David points me to this news article by Dennis Cauchon, which begins:
Democratic members of the House of Representatives now represent most of the nation’s wealthiest people, a sharp turnaround from the long-standing dominance that Republicans have held over affluent districts.
David pointed out a couple things. First, Cauchon writes:
The Democrats’ new coalition of extremes could cause friction on issues such as health care and tax policy because of Democratic proposals to raise taxes on affluent households.
This is true, and it’s a point we discussed in detail in chapter 9 of Red State, Blue State. (See in particular the graph with Reverseworld, Statesworld, Votesworld, and the Real World.)
Later, Cauchon writes:
Wasserman says Republicans have tended to appeal to affluent voters since the Roosevelt era in the 1930s and 1940s but recently have appealed more to Southern and rural voters, who often have lower incomes.

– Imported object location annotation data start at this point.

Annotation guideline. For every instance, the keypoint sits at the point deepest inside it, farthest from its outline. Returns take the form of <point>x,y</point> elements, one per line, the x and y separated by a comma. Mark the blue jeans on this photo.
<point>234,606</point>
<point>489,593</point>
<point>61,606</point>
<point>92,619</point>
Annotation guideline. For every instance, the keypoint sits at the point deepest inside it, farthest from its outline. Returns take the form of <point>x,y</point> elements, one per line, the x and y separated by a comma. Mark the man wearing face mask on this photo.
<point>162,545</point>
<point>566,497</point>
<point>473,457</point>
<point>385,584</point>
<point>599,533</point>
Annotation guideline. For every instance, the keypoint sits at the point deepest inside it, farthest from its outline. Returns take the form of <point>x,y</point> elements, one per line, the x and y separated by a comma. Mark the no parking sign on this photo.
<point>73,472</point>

No, richer voters have been about 10-20 percentage points more Republican (compared to poorer voters) for decades, except for a brief period in the 1950s and early 1960s when the gap narrowed. Patterns of rich and poor counties are not the same as patterns of rich and poor voters.
Finally, as we discuss in chapter 5 of Red State, Blue State, the patterns of voting among rich and poor counties are different in different regions of the country. Again, we refer you to the book for details.